Big Billy – The great un-decorate

I think there might be gremlins livin’ in our attic or somethin’. Because every year Minnie makes me spend hours helpin’ her take down the decorations after Christmas, puttin’ them right neat in boxes and bags, but somethin’ happens to fling them all over the place before they get dragged down again the next year.

Every year, she even goes as far as labellin’ the boxes, markin’ each one “tree lights” or Big BIlly“garland” or “tree bulbs” or whatever’s in it. Some years, she even writes a little description on the box, like – 3 strings of coloured lights, 1 string of white lights, 1 string of blue lights, or whatever.

Now about three weeks ago when I finally stood on a chair, lifted the attic cover and dropped a bunch of insulation on my face to get at the Christmas decorations, I remember thinkin’ to myself – what in the hell happened here? First of all, there was pretty much a wall of boxes and bags on all four sides of the opening. I started grabbin’ whatever I could and passin’ it down to Little Bill in the upstairs hallway. Just tons and tons of stuff.

And when I finally got enough of it down to actually look around in the attic, I shined my little flashlight in there and I could see there was bags and boxes a-way-the-hell over, a good eight or ten feet from the opening – there’s no way I could have put them in there that deep, I was thinkin’ to myself. In the end, I had to get Little Bill to run downstairs and get the broom and I stretched up as far as I could and hooked the boxes and bags and hauled them down in a big cloud of insulation, strings of loose lights and shattered tree bulbs.

How does this happen? I was complainin’ to Minnie. I know we got more Christmas decorations than every other house on the street combined, but still, who sneaks up there and throws them all over the attic every year?

Little Bill is definitely sneaky enough to do somethin’ like that, I was thinkin’ to myself. I wouldn’t put it past him to get up there on a chair sometime in November, fling everything as far as he could and then laugh his arse off in December when the ol’ man’s standin’ on a chair flailin’ his stubby arms in all directions. But now that he’s a teenager, he’s far too lazy to actually do somethin’ like that.
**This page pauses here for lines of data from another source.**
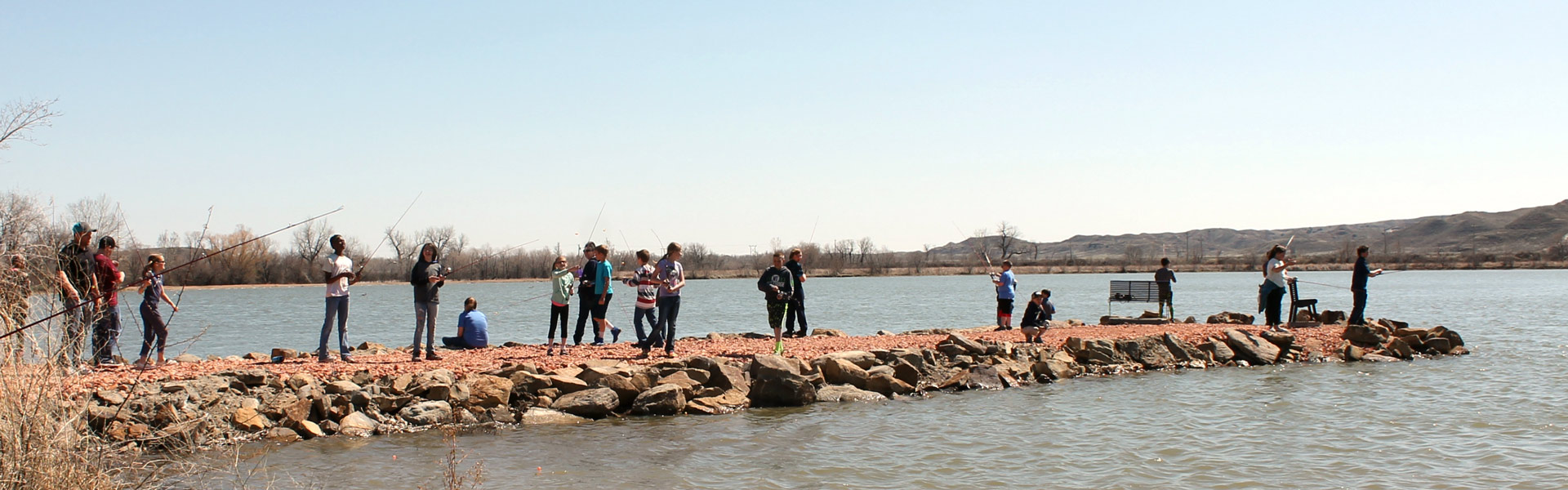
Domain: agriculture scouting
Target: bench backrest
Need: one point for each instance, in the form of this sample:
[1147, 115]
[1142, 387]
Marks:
[1134, 291]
I don’t understand it, Minnie said. I pack everything right neat, and then you put it in the attic, and the next year it comes down a big mess again.

So this year, I told Minnie after she got all her stuff boxed and labelled and everything else, I was gonna be real careful about what went where up there. All the boxes on one side, I said, and all the bags on the other. We’ll leave room for the tree stand right at the front, I said, because we usually need to get at that first.
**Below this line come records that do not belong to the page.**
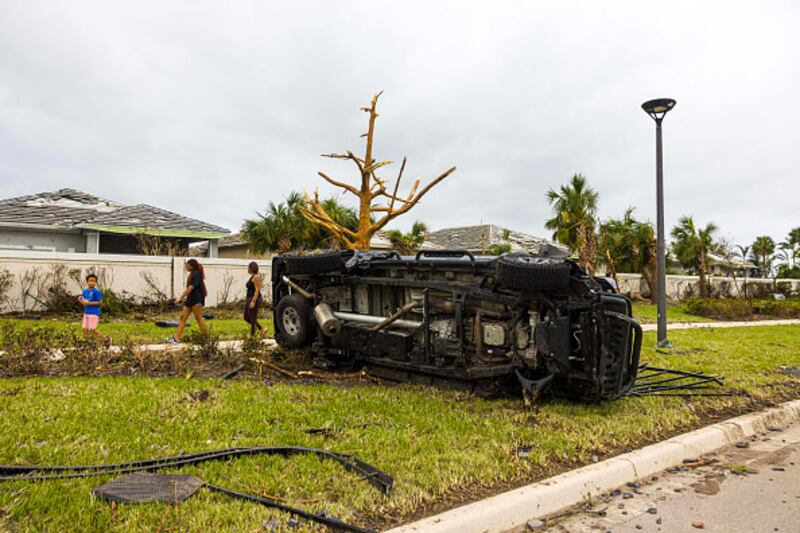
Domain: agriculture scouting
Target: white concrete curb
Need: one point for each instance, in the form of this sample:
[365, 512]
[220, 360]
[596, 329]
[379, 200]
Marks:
[511, 510]
[739, 324]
So after a whole day of takin’ tacks out of the ceiling and staples out of the window frame and everything off the tree, we had a bunch of the boxes all ready to go in the attic.

After five hours of doin’ anything, I’m ready to cut a few corners. Minnie had the box lids all folded in on each other. Now just stick a piece of tape across each one before you put it up and we’re all set, she said.
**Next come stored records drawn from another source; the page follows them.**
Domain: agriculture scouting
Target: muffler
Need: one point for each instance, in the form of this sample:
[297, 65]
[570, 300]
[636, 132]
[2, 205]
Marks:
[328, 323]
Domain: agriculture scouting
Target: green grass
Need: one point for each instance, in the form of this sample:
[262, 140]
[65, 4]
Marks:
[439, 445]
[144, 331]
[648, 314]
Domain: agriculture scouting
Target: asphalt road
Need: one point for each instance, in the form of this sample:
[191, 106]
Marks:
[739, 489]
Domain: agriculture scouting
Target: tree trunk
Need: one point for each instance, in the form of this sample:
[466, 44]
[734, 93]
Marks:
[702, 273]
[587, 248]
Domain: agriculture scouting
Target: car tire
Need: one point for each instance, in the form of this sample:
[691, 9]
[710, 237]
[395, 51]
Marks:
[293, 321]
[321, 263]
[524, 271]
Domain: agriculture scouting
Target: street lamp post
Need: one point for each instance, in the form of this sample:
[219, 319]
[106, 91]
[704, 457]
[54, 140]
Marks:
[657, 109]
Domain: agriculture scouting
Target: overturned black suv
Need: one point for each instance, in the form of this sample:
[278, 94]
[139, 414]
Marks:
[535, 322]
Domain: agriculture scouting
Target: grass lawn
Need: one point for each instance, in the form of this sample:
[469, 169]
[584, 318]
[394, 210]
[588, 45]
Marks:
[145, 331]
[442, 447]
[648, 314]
But she was still downstairs, packin’ the smaller trinkets and stuff, and me and Little Bill carried the boxes upstairs to put them in the attic. And I figured to hell with it – I’m not gonna get my boots on and go outside to the baby barn to find a tape gun. These flaps are folded pretty sturdy, so they should hold good enough.

So after Little Bill handin’ me box after box, I had a nice little wall, three boxes high, built up around two sides. Then on one side I had about seven garbage bags piled – all full of Christmas tablecloths, Christmas doilies, Christmas oven mitts, and all kinds of other. The fourth side I left empty, just to make sure I had room for the Christmas tree stand.

But the thing is, the boxes and bags kept comin’. Bill would had me one box, then go downstairs and come back with two more. I realized I needed to make more room, so I just took each of the boxes on top and pushed them in behind. And as the boxes kept comin, I just kept doin’ that, until the pile of them was so big I had to get the broom and just push the top ones off the pile the best I could. Of course, some of the boxes mighta broke open a little bit, and a few balls mighta been bouncin’ around loose up there – who’s to say?

By the end of it I was just so covered in insulation and tired of the whole thing, I was just tossin’ bags up wherever there was enough room for them to clear the rafters. If they ever make Christmas garbage bag tossin’ a sport in the Highland Games, look out, buddy.

Little Bill finally handed me the Christmas tree stand and I plunked ‘er next to the opening, on the only clear piece of insulation left in the attic.

I got the cover back in place and climbed off the chair just as Minnie got to the top of the stairs.

There! She said. And it’s all organized and labelled for next year, so it shouldn’t be a mess again.

Everything in its place! I said. Now what’s the best way to get insulation out of your eyes?